River Neath (Welsh: Afon Nedd) is a river in south Wales running south west from its source to its confluence with Swansea Bay below Briton Ferry.
It rises in the foothills of the Brecon Beacons with two principal tributaries, the River Hepste and the River Mellte. The River Mellte has a large reservoir constructed in its head-waters, Ystradfellte reservoir.
Although the river starts in the old red Devonian sandstone of south Powys, it soon crosses bands of limestone and millstone grits. In the limestone, it flows partly overground and partly underground through large complexes of caverns, caves and sink holes.

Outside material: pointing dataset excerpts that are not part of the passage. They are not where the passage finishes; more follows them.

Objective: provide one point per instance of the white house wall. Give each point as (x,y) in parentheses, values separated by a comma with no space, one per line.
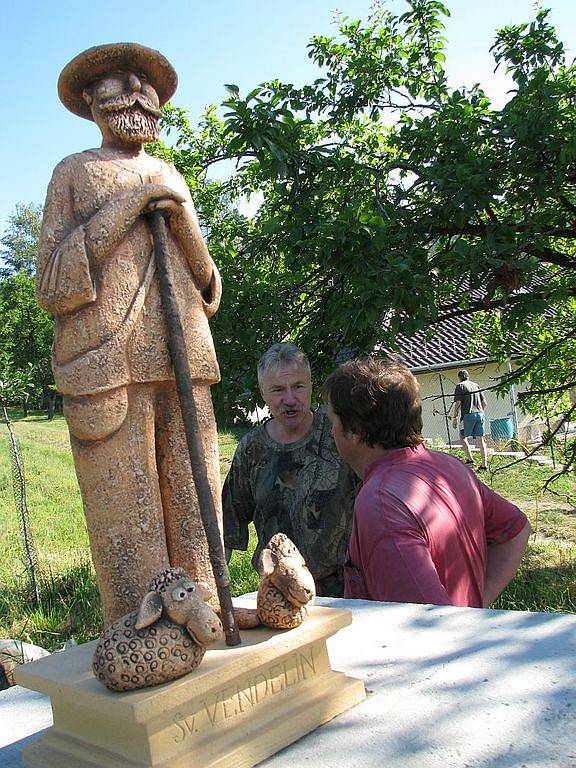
(434,407)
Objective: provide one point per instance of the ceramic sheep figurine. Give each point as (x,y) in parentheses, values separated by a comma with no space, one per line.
(286,585)
(165,639)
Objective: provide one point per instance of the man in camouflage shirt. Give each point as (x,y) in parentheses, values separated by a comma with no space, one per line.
(287,476)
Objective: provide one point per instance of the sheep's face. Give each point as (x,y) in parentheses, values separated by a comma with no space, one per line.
(290,575)
(184,603)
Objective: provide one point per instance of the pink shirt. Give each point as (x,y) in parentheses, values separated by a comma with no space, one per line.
(422,522)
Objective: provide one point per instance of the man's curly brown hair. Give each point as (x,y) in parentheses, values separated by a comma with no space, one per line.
(378,400)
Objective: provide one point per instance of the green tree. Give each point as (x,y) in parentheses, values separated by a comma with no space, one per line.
(19,244)
(27,330)
(392,200)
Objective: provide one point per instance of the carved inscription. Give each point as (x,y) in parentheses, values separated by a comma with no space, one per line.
(237,698)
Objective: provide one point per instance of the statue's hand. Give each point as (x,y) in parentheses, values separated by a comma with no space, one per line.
(159,196)
(168,208)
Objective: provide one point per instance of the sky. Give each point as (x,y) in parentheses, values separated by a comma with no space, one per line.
(244,42)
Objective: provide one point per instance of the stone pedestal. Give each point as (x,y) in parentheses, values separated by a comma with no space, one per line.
(241,705)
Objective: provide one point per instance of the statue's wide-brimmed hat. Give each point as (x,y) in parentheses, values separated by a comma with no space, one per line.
(102,60)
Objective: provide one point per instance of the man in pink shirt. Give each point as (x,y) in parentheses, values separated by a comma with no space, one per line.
(425,529)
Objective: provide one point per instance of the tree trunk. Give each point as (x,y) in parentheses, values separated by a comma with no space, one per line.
(51,402)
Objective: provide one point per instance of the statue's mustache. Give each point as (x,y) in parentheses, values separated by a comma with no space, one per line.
(129,100)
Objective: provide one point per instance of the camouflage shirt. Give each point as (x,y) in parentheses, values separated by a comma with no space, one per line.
(303,489)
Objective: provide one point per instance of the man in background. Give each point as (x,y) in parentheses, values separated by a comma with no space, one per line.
(469,404)
(425,529)
(286,475)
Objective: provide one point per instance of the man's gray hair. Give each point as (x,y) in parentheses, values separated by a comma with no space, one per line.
(282,355)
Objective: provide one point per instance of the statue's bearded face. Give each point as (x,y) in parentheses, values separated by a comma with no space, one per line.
(128,106)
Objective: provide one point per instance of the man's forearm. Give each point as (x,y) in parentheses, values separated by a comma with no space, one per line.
(503,562)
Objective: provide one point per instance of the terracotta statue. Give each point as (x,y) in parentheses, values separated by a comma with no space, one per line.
(97,275)
(161,641)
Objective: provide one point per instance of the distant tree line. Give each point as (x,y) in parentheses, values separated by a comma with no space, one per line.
(27,331)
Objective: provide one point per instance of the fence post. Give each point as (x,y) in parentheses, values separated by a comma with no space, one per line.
(445,412)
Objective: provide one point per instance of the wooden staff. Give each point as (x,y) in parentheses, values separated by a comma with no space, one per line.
(179,357)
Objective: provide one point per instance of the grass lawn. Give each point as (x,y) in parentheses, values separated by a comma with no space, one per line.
(70,605)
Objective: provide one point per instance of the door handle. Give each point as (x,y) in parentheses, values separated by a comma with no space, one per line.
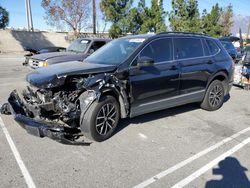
(173,67)
(210,62)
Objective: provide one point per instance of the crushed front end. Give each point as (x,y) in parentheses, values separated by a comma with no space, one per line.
(54,108)
(32,118)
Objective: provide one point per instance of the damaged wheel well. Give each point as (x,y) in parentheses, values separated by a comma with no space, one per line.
(119,100)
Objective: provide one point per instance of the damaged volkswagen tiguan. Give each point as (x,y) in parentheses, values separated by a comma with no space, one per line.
(129,76)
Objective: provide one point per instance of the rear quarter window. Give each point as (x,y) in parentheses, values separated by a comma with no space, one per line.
(188,48)
(212,46)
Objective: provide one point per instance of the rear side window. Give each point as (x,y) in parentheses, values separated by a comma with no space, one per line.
(159,50)
(212,46)
(188,48)
(205,47)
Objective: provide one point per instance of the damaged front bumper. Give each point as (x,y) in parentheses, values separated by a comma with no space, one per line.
(41,128)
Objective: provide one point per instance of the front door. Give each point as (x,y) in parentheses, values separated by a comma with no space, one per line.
(151,86)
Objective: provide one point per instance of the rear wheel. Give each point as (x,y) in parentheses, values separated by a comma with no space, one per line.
(214,96)
(101,119)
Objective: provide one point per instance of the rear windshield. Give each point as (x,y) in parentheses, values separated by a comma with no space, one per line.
(116,51)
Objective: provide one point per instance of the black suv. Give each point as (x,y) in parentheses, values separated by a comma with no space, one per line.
(128,77)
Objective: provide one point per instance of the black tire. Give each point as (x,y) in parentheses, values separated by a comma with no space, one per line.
(214,97)
(94,126)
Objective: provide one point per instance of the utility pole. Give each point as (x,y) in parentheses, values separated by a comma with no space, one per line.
(29,15)
(94,16)
(248,30)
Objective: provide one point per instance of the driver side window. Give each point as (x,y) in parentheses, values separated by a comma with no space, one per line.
(159,50)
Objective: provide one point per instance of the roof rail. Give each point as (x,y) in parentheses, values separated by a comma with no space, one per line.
(174,32)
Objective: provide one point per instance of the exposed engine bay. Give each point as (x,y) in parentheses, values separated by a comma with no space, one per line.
(56,111)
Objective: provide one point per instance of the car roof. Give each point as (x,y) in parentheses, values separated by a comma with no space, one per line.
(172,34)
(95,39)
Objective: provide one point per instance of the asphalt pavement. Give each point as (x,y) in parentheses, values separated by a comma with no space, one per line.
(182,146)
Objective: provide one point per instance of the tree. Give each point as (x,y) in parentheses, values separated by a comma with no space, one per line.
(153,18)
(227,20)
(116,12)
(4,18)
(211,21)
(75,13)
(185,16)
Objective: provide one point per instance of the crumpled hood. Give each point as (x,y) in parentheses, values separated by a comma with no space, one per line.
(55,75)
(47,56)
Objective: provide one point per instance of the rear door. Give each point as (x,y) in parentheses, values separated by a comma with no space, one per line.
(151,86)
(194,64)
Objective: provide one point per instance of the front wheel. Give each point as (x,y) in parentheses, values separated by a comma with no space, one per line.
(214,96)
(101,119)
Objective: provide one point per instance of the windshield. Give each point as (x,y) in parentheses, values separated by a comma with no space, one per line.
(116,51)
(79,45)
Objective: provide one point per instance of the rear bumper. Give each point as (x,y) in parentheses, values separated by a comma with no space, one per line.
(41,128)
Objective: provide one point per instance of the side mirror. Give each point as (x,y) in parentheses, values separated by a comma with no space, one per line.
(145,62)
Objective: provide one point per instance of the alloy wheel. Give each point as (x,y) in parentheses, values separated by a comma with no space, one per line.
(216,96)
(106,119)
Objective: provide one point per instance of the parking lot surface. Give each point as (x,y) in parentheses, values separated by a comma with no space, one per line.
(183,146)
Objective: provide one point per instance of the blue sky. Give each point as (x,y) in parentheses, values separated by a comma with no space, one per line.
(16,9)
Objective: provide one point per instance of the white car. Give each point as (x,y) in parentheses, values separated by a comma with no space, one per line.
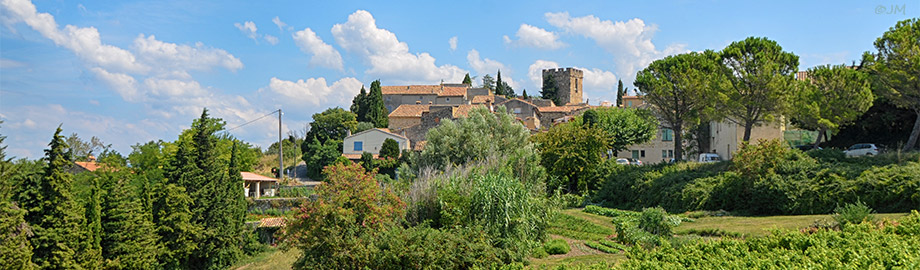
(861,149)
(709,157)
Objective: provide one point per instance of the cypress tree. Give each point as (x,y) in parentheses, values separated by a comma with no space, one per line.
(129,240)
(377,111)
(359,105)
(57,220)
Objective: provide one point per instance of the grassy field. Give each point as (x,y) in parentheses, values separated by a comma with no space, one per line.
(582,254)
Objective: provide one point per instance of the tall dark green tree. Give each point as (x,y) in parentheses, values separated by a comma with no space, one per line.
(467,80)
(895,68)
(359,105)
(550,91)
(377,112)
(759,82)
(57,220)
(678,88)
(129,239)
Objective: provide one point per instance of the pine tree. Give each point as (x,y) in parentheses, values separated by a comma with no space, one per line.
(499,86)
(129,239)
(550,91)
(58,220)
(359,105)
(377,111)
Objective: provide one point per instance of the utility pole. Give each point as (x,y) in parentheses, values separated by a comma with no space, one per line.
(280,145)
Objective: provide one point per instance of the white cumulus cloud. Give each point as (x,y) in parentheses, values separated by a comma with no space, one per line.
(629,42)
(532,36)
(387,56)
(323,54)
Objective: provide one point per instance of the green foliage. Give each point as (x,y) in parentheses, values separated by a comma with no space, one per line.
(833,96)
(759,80)
(331,124)
(679,90)
(480,135)
(389,149)
(853,213)
(570,152)
(556,247)
(332,231)
(57,220)
(576,228)
(624,126)
(550,90)
(894,69)
(891,247)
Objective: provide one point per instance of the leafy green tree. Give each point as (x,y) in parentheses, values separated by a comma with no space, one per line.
(570,152)
(57,220)
(623,127)
(467,80)
(894,68)
(332,230)
(759,82)
(480,135)
(488,82)
(389,149)
(550,91)
(377,112)
(833,96)
(359,105)
(332,124)
(678,90)
(129,239)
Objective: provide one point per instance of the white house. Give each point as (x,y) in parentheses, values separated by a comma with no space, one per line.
(370,141)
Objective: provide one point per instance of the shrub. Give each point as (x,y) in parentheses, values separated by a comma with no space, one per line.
(556,246)
(656,221)
(853,213)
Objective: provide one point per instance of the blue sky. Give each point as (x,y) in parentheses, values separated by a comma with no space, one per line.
(134,71)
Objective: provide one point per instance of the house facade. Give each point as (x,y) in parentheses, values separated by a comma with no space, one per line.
(370,141)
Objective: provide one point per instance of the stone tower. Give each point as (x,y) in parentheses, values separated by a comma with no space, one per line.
(568,83)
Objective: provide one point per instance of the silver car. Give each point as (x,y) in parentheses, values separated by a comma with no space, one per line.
(861,149)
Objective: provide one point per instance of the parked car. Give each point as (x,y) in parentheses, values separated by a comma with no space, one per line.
(861,149)
(807,147)
(635,162)
(709,157)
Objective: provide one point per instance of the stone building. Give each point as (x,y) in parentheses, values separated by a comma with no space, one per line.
(568,84)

The millstone grit bands create one of the most beautiful series of waterfalls in the UK as the river and its tributaries, including the Afon Pyrddin and Afon Nedd Fechan, descends into the ancient glacial valley of the Neath and onto the Carboniferous coal-measures.
The two main tributaries join about 2 miles north-east of Pont Nedd Fechan to form the River Neath proper which is joined at Pont Nedd Fechan by the Afon Nedd Fechan. The river from this point down is rather linear with few significant tributaries. Those that do join include the Melincwrt Brook and the Clydach brook.
The only major tributary to join is the River Dulais which has its source north of Seven Sisters. As the Dulais nears the Neath it descends a spectacular waterfall: the Dulais falls, a popular tourist attraction and the site of old iron workings.
The River Neath provides water to two canals, the Neath Canal and the Tennant Canal. At Aberdulais basin, both canals meet, the Tennant Canal crossing the River Neath with a fine aqueduct. Also crossing the river here is the Vale of Neath Railway line and the A465 Road.
The estuary of the River Neath extends from Neath town down past Briton Ferry to the sea next to Jersey Marine. The estuary is partly industrialised with a ship breaking yard and a large local authority waste disposal site. Where it remains undisturbed, there are areas of salt marsh of great ecological value.
The River Neath valley once supported many deep coal mines and coal washeries and, in the latter half of the 20th century, some large opencast coal mines. There were also a number of small private drift mines, some of which were using pit ponies until the 1990s.
Near to Resolven a large aluminium plant was established during the war but this ceased working in the 1990s. The main industries in the Neath valley are forestry and farming with most of the population commuting to jobs in Swansea or Port Talbot.